- Directed by: Alexandr Fomin
- Written by: Alexandr Fomin
- Produced by: Ekaterina Kononenko; Ruben Adamyan; Dmitry Litvinov; Ilya Naishuller; Lika Blank; Dmitry Svit; Leonid Litvak;
- Starring: Pavel Tabakov; Danila Kozlovsky; Ingrid Olerinskaya; Valentina Lyapina; Danila Poperechny;
- Cinematography: Mikhail Solovyov
- Edited by: Vladislav Kaptur
- Production companies: Versus Pictures; ID Production; Gorky Film Studios;
- Distributed by: KaroRental
- Release date: June 9, 2022;
- Country: Russia
- Language: Russian

= Young Man (film) =

2022 Russian film by Alexandr Fomin

Young Man (Молодой человек) is a 2022 Russian comedy film written and directed by Alexandr Fomin. It was theatrically released on June 9, 2022.

== Plot ==
In his childhood, Vanya Revzin studied tirelessly day and night. His mother sincerely believed that he would succeed in life, but in the end, he amounted to nothing. He was fired from his job, and his wife left him. Convinced that only cunning could help him achieve anything, he decides to impersonate a seventeen-year-old teenager.

==Production==
Director Alexandr Fomin presented the film back in 2019 at the face-to-face defense of projects applying for state support from the Cinema Foundation.
The director of the films Hardcore Henry (2015 film) and Nobody (2021 film) carefully followed the production of the film and tried to support the young director, for whom the film Young Man became a feature-length debut.

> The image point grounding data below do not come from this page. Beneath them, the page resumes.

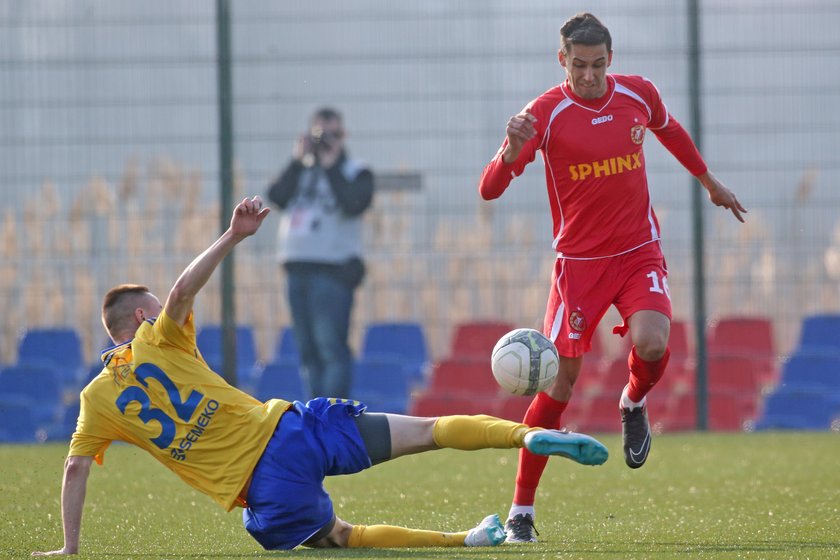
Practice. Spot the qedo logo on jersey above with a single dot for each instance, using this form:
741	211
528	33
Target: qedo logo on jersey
606	167
637	134
577	322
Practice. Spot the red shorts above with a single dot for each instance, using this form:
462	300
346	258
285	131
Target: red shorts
583	290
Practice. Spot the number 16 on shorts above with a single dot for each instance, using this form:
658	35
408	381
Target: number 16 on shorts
659	286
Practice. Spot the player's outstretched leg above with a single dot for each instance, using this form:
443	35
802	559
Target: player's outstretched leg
487	533
580	448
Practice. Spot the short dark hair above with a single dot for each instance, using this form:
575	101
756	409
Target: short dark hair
115	316
584	29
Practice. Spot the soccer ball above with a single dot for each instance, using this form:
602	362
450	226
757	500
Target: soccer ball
524	362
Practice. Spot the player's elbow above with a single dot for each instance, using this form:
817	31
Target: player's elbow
488	193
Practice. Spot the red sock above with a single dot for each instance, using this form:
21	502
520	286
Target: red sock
544	412
644	375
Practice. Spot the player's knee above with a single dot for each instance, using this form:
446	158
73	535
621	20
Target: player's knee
339	537
652	347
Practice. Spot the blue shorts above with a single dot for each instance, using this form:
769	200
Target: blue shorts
287	504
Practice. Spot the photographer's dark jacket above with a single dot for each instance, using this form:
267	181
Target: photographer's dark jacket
322	208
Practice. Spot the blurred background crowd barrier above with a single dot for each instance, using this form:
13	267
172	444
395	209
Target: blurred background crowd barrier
109	162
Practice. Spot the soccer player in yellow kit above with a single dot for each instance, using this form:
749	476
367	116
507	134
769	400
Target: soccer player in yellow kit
156	392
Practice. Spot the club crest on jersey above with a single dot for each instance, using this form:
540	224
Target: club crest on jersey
577	321
637	134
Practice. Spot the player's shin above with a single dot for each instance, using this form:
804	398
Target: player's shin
389	536
469	433
544	412
644	375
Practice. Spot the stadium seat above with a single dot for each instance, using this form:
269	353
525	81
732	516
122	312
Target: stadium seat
443	405
463	377
57	348
381	383
17	423
679	414
731	410
64	428
38	385
679	340
797	409
820	333
281	380
741	336
819	373
405	341
735	374
209	342
286	347
511	407
616	375
599	413
477	339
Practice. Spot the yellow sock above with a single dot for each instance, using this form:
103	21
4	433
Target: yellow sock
389	536
478	432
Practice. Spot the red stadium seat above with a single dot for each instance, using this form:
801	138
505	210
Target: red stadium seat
680	341
731	411
741	336
443	405
477	339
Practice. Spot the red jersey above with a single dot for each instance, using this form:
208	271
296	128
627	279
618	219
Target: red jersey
595	165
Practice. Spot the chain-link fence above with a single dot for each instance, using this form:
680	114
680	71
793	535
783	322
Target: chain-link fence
109	161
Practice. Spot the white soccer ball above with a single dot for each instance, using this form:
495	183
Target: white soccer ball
524	362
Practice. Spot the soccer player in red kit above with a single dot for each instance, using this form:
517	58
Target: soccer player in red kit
590	130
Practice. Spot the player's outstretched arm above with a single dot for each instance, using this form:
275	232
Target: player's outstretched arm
721	196
73	489
246	220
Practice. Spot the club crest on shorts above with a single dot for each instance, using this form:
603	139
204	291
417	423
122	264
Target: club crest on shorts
577	321
637	134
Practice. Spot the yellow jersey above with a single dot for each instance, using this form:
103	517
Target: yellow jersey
157	392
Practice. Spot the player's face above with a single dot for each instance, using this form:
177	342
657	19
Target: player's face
149	309
586	69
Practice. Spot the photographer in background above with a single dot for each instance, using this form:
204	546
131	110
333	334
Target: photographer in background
323	194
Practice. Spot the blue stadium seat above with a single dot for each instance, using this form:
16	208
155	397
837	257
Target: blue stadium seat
796	409
286	346
382	383
281	380
819	373
37	385
209	342
63	429
58	348
402	340
17	423
820	333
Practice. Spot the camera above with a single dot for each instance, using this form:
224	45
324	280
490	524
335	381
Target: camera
322	140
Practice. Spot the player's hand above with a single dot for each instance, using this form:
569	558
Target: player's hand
520	129
303	148
721	196
248	216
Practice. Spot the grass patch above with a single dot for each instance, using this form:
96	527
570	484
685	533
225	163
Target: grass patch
765	495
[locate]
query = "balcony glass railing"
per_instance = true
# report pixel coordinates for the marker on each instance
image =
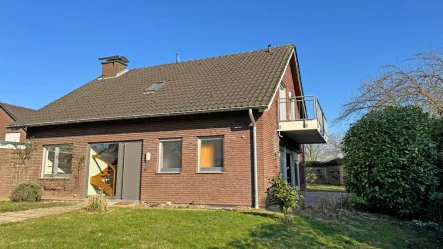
(303, 108)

The filming process was led by Versus Pictures and ID Production with the participation of the Gorky Film Studios. The idea of the film came to director Alexandr Fomin two years ago, and he approached Ilya Naishuller with it. He agreed without hesitation.

Filming began on May 31, 2021 and took place in the village of Petrovo-Dalneye, Moscow Oblast, and near Moscow.